From personal experience, it doesn't work that well. The available 3D models [1] are not detailed enough and the effort to make realistic and diverse renders is huge. It will kinda work but it won't generalize well into real images.
That is something I don't really understand exactly why. 3D Models provide in one dataset the whole geometry information of each part, making it easier to learn and recognize that part in the real world, wouldn't it?
Is it because these ML algos lack a way to internally interpret 3D models for learning?
On top of that you reduce effort in data labeling, as each model would come with the relevant part ID, shape and color.
Of course, finetuning can be done afterwards with real world photos to increase robustness.
I think it's because we classify single images which lose 3d information. We expect them to work with single image but not even humans do that (without stereoscopic vision) if we can help it.
Computer vision has become very good, but whatever it is exactly that it is doing, it is still not the same as human vision, and this is one of the places where that really sticks out. A human can learn from a bunch of super-perfectly-pristine 3D renders to recognize a real-world object. Heck, we can do it from a single pristine 3D render, and not even necessarily a high-quality/resolution one. Whatever it is that computer vision is doing, it is something less "powerful" than human, which we then make up for by throwing a lot more computation and resources at it, which covers over a lot of the problems.
If you can figure out exactly why that is, you will at the very least get a very well-cited paper out of it, if not win some sort of award. It's not a complete mystery what the problem is but the solution is unknown.
Because we don't know what the difference is, we can't fix up the 3D renders. "Just make it noisy" certainly isn't it. (We in fact have a lot of experience throwing noise at things; the whole "stable diffusion" AI image generation is based on that principle at its core.) It has to be the right sort of noise, or distortions, to represent the real world, and nobody can tell you exactly what that is.

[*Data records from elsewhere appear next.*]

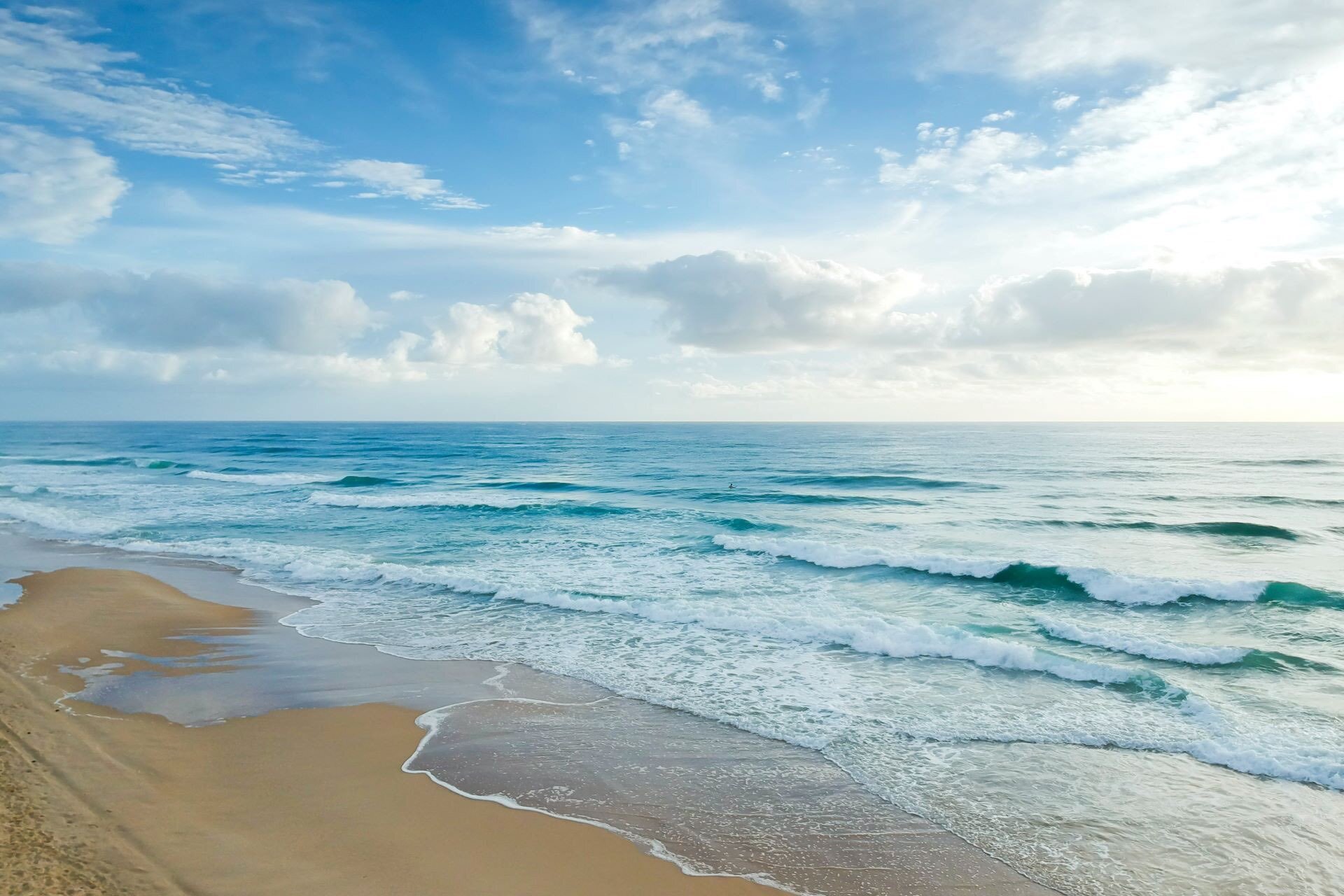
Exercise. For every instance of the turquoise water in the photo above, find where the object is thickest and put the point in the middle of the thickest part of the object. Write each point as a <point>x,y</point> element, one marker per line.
<point>1112,656</point>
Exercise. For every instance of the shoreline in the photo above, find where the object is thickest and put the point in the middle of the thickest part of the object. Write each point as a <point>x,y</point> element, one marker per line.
<point>920,858</point>
<point>105,802</point>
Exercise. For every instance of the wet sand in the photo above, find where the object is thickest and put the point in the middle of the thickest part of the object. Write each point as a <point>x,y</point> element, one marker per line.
<point>293,801</point>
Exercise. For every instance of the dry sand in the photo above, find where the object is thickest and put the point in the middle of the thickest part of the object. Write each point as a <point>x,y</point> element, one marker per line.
<point>298,801</point>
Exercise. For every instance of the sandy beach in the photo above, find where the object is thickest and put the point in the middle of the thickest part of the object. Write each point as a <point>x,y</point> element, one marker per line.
<point>296,801</point>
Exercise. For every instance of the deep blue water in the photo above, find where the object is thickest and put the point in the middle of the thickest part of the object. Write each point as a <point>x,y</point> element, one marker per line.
<point>1104,653</point>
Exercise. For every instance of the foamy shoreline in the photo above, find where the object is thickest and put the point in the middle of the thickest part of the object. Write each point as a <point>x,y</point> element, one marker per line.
<point>324,720</point>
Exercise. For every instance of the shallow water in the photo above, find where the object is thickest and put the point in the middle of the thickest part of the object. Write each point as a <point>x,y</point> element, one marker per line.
<point>1112,656</point>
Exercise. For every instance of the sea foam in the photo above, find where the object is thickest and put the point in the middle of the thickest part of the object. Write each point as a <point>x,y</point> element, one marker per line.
<point>1144,647</point>
<point>1101,584</point>
<point>262,479</point>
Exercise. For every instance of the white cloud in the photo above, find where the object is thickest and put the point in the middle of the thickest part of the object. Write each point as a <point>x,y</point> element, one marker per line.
<point>672,108</point>
<point>812,105</point>
<point>1186,168</point>
<point>176,311</point>
<point>1281,307</point>
<point>643,46</point>
<point>768,86</point>
<point>401,179</point>
<point>956,163</point>
<point>52,190</point>
<point>533,328</point>
<point>49,71</point>
<point>766,301</point>
<point>1035,38</point>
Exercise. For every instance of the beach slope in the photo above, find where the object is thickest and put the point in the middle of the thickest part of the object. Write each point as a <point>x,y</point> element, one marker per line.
<point>296,801</point>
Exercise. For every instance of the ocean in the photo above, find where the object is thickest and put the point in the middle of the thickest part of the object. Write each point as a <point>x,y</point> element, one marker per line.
<point>1110,656</point>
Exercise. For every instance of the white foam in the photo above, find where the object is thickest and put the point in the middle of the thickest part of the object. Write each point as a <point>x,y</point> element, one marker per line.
<point>264,479</point>
<point>59,519</point>
<point>1101,584</point>
<point>1140,647</point>
<point>1151,590</point>
<point>420,500</point>
<point>847,558</point>
<point>895,637</point>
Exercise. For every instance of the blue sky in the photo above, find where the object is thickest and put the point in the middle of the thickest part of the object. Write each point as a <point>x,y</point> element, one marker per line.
<point>678,210</point>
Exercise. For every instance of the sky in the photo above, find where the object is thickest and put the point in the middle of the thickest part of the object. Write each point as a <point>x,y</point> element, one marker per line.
<point>673,210</point>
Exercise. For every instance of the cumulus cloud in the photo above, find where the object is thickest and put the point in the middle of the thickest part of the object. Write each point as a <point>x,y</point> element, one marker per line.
<point>1294,304</point>
<point>1187,167</point>
<point>764,301</point>
<point>533,328</point>
<point>401,179</point>
<point>176,311</point>
<point>52,190</point>
<point>771,301</point>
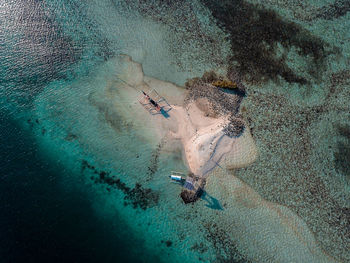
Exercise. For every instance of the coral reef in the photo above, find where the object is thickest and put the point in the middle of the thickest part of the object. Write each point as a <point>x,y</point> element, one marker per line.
<point>138,196</point>
<point>334,10</point>
<point>261,42</point>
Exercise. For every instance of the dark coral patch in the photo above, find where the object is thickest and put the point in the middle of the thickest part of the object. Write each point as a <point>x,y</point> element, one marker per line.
<point>138,197</point>
<point>334,10</point>
<point>261,40</point>
<point>342,155</point>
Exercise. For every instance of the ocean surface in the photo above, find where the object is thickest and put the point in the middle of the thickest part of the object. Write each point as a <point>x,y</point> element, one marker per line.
<point>81,181</point>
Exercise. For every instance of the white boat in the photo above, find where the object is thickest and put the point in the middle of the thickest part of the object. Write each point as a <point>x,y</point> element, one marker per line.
<point>176,176</point>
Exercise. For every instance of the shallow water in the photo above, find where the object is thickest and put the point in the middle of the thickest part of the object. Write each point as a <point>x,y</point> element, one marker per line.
<point>82,181</point>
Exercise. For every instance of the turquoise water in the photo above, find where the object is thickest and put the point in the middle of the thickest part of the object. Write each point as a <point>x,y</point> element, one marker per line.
<point>84,181</point>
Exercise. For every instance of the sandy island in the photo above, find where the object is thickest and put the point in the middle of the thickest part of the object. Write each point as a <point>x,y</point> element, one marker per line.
<point>192,120</point>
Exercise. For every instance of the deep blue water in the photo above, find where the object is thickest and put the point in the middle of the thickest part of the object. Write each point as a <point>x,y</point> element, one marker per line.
<point>42,222</point>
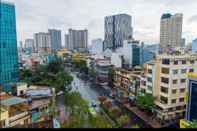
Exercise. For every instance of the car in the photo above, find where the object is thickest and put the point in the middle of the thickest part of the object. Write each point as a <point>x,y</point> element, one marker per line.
<point>94,105</point>
<point>60,93</point>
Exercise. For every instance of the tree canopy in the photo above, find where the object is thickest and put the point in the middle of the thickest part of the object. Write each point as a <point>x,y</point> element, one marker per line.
<point>145,101</point>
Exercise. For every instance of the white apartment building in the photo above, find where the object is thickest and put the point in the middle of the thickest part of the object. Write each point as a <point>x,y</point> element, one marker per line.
<point>166,79</point>
<point>171,30</point>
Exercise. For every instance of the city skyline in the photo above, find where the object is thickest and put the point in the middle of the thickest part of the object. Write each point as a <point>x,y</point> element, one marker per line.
<point>76,14</point>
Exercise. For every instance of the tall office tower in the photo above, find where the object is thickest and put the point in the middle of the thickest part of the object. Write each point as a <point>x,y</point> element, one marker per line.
<point>67,44</point>
<point>194,46</point>
<point>191,114</point>
<point>9,68</point>
<point>117,29</point>
<point>131,53</point>
<point>29,43</point>
<point>44,42</point>
<point>78,39</point>
<point>56,39</point>
<point>171,30</point>
<point>21,44</point>
<point>183,42</point>
<point>36,42</point>
<point>97,46</point>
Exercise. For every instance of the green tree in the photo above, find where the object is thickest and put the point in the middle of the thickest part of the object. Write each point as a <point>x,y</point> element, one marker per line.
<point>124,119</point>
<point>99,121</point>
<point>145,102</point>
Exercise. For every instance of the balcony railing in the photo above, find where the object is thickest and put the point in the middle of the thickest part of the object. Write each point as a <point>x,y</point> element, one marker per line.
<point>18,116</point>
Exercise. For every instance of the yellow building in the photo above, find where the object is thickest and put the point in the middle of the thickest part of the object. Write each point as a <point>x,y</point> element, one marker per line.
<point>127,81</point>
<point>184,123</point>
<point>62,53</point>
<point>4,118</point>
<point>78,57</point>
<point>16,109</point>
<point>166,79</point>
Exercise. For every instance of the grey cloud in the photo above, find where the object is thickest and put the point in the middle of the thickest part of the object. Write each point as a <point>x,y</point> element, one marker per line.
<point>193,19</point>
<point>39,15</point>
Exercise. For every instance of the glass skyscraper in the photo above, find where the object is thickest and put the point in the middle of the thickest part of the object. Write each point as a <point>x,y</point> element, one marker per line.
<point>9,68</point>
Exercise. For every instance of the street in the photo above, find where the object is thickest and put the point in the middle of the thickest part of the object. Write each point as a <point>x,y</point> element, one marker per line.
<point>88,92</point>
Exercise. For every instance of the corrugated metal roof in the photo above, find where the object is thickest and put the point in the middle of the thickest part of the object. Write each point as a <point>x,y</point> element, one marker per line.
<point>12,101</point>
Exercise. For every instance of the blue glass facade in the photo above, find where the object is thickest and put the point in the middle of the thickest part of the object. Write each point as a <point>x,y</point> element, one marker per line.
<point>194,46</point>
<point>9,69</point>
<point>192,103</point>
<point>147,56</point>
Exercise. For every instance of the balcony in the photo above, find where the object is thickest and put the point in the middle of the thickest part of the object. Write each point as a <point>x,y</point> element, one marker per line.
<point>18,116</point>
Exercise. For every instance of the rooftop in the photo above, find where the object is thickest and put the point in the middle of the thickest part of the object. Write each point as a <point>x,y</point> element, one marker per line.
<point>166,15</point>
<point>12,101</point>
<point>192,75</point>
<point>6,2</point>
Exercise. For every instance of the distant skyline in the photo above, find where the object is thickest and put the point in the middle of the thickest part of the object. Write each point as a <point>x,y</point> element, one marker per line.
<point>40,15</point>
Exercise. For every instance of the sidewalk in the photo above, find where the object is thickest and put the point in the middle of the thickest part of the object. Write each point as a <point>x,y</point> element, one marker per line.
<point>143,115</point>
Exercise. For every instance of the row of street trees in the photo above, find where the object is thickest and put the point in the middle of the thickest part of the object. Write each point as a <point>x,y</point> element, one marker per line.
<point>52,75</point>
<point>79,113</point>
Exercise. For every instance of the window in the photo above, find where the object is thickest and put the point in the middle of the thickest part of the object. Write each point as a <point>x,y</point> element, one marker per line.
<point>149,71</point>
<point>174,91</point>
<point>176,62</point>
<point>191,70</point>
<point>149,88</point>
<point>166,61</point>
<point>149,79</point>
<point>192,62</point>
<point>2,123</point>
<point>164,100</point>
<point>181,100</point>
<point>175,82</point>
<point>173,101</point>
<point>183,62</point>
<point>183,80</point>
<point>182,90</point>
<point>175,72</point>
<point>183,71</point>
<point>164,80</point>
<point>165,70</point>
<point>164,89</point>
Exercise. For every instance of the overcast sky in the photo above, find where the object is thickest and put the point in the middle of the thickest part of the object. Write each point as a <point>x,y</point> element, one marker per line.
<point>39,15</point>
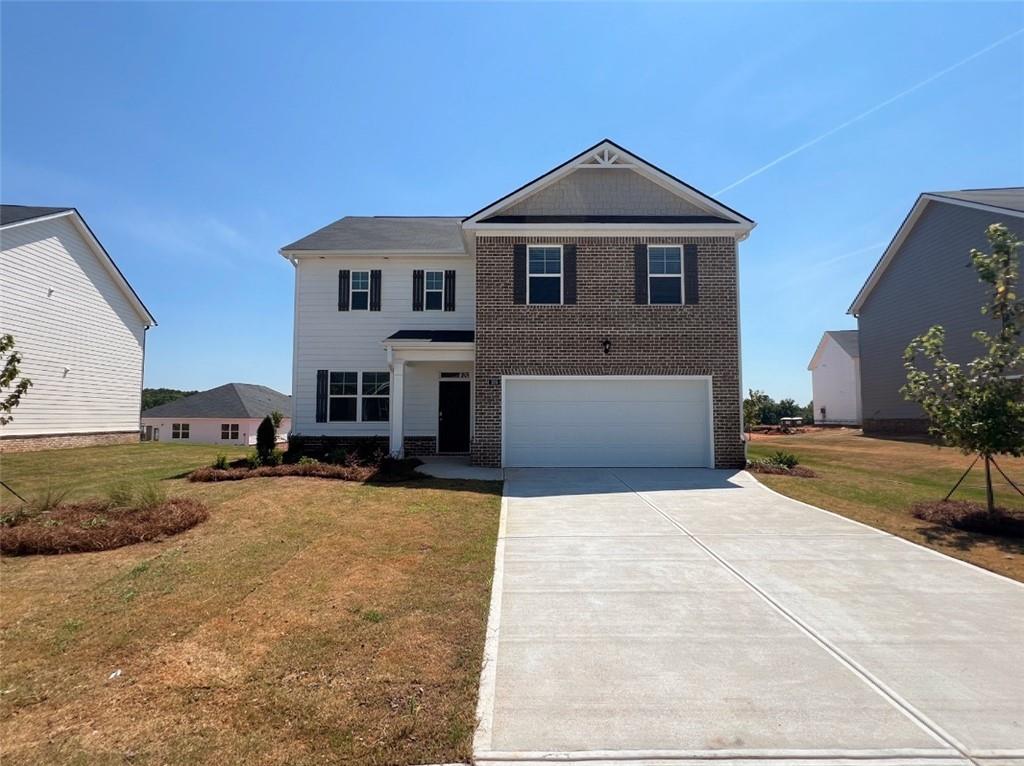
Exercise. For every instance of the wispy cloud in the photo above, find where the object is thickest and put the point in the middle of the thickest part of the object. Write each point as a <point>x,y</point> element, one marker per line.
<point>867,113</point>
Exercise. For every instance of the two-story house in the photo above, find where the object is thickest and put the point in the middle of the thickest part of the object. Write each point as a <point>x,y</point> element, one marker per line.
<point>590,317</point>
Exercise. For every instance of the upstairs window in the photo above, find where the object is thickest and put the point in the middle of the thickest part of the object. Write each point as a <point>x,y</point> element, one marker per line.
<point>665,274</point>
<point>433,291</point>
<point>359,300</point>
<point>544,274</point>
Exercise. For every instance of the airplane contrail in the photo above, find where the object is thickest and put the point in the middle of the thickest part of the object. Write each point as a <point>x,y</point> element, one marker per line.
<point>871,111</point>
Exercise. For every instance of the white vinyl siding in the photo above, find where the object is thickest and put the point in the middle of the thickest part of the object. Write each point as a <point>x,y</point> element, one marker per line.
<point>606,421</point>
<point>81,341</point>
<point>329,339</point>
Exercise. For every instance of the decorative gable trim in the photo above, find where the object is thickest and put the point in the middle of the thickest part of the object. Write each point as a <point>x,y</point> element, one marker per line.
<point>608,155</point>
<point>904,230</point>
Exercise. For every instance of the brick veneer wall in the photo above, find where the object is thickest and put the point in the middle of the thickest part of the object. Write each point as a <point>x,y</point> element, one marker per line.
<point>66,440</point>
<point>700,339</point>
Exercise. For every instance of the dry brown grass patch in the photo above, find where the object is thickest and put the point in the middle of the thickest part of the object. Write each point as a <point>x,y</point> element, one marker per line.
<point>77,527</point>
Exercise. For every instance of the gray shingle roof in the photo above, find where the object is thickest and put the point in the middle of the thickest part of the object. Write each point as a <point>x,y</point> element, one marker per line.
<point>17,213</point>
<point>228,400</point>
<point>847,340</point>
<point>1011,198</point>
<point>386,233</point>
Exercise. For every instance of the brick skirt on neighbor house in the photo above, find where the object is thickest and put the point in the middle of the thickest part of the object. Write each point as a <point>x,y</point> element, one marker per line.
<point>66,440</point>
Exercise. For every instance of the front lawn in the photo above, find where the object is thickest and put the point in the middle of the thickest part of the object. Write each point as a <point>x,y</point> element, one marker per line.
<point>306,622</point>
<point>877,480</point>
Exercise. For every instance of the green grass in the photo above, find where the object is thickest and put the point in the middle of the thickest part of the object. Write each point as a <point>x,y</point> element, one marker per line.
<point>307,621</point>
<point>878,480</point>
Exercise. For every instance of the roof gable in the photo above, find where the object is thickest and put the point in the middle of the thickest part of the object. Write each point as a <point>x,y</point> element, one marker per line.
<point>606,181</point>
<point>1010,202</point>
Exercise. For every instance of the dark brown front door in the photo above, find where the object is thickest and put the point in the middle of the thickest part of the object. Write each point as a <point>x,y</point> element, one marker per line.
<point>453,416</point>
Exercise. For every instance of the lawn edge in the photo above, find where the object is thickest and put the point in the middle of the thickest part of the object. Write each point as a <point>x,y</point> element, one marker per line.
<point>883,532</point>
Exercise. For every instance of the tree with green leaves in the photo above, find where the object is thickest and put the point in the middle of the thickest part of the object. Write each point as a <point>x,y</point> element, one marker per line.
<point>978,408</point>
<point>12,387</point>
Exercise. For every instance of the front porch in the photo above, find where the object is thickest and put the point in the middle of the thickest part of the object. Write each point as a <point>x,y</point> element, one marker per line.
<point>431,391</point>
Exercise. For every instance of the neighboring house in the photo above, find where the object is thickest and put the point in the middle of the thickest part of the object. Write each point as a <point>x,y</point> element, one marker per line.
<point>80,330</point>
<point>587,318</point>
<point>926,278</point>
<point>225,415</point>
<point>836,379</point>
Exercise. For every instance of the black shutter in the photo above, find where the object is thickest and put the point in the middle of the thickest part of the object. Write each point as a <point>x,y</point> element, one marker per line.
<point>568,273</point>
<point>322,381</point>
<point>343,282</point>
<point>375,290</point>
<point>519,273</point>
<point>450,290</point>
<point>640,272</point>
<point>690,289</point>
<point>418,290</point>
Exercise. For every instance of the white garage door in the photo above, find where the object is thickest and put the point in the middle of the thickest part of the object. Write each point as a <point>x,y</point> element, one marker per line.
<point>606,421</point>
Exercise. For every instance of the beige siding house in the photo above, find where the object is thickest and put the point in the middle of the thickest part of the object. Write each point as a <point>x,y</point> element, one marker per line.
<point>79,327</point>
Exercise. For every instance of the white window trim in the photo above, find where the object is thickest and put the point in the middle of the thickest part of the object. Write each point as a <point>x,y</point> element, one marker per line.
<point>358,396</point>
<point>560,275</point>
<point>425,291</point>
<point>682,283</point>
<point>352,291</point>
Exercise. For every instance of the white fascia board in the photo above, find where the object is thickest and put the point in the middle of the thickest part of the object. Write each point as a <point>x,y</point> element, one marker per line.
<point>903,231</point>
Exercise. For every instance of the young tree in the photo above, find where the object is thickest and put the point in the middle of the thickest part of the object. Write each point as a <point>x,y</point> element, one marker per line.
<point>266,438</point>
<point>9,390</point>
<point>978,409</point>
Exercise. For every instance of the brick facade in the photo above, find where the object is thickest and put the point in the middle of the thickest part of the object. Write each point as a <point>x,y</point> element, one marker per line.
<point>699,339</point>
<point>66,440</point>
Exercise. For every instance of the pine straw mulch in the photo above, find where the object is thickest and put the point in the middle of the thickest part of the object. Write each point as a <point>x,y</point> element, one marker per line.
<point>961,514</point>
<point>393,470</point>
<point>78,527</point>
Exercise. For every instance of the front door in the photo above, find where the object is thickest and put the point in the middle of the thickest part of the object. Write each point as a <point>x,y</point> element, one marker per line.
<point>453,416</point>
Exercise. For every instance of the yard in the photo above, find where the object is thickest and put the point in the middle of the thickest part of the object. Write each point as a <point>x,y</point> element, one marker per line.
<point>308,621</point>
<point>877,480</point>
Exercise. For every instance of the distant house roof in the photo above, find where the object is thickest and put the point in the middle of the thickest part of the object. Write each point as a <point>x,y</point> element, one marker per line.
<point>385,235</point>
<point>229,400</point>
<point>1008,201</point>
<point>846,339</point>
<point>18,213</point>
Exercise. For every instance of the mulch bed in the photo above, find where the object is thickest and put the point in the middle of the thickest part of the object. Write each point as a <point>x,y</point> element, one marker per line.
<point>777,470</point>
<point>972,517</point>
<point>398,470</point>
<point>78,527</point>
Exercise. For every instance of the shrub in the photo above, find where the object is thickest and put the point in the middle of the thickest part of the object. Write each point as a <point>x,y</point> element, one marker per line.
<point>266,438</point>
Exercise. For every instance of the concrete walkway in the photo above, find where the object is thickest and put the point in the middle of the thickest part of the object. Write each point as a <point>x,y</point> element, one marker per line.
<point>658,615</point>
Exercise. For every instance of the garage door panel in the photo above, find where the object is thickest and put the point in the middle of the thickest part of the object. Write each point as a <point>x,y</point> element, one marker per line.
<point>605,422</point>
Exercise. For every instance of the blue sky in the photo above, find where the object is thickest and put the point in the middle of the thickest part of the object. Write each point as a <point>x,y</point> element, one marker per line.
<point>198,138</point>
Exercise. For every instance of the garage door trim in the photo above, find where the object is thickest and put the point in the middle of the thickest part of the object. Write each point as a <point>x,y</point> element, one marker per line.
<point>706,378</point>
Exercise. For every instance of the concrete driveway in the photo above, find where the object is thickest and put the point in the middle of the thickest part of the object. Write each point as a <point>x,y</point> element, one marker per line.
<point>663,615</point>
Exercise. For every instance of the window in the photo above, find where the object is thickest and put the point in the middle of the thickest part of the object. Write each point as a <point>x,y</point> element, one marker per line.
<point>343,394</point>
<point>359,396</point>
<point>665,274</point>
<point>544,272</point>
<point>360,291</point>
<point>433,291</point>
<point>376,393</point>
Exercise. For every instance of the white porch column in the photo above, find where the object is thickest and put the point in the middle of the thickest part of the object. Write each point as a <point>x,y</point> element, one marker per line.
<point>397,407</point>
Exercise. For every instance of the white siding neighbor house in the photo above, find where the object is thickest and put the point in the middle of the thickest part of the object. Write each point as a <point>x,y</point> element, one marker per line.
<point>836,379</point>
<point>80,330</point>
<point>589,317</point>
<point>225,415</point>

Yes, you can train an ML model on rendered data, but the model tends to fixate on rendering artifacts, and performance doesn't transfer to real world images. Plus, it's very difficult to make generated scenes with the variety and complexity of the real world. Your trained model will fail to generalize to all the distractions in natural scenes.
Yes, there are techniques for all these problems, but none of them are good, reliable, or easy to get right.
Yes, I think it should be possible without any technological hurdles. It's just some work to set it up.
(DL models are trained with one type of camera and used with another type of camera all the time, and that's sort of similar; plus renderers as used in blender3d are pretty good and they should work well with LEGO bricks which are relatively simple objects; if despite all this it doesn't work you could degrade both the real and the generated images e.g. by quantization, with the aim of bringing them closer together.)
RebrickNet is an abandoned project that supports only 300 parts. I recommend Brickognize [1], which recognizes all 85k Lego parts, minifigures, and sets.
That's a weirdly minimalistic site. I mean it's nice that the front page is exactly what you want to see but I wish the About page would show some more information about the what the site can do, some examples, technology bits etc.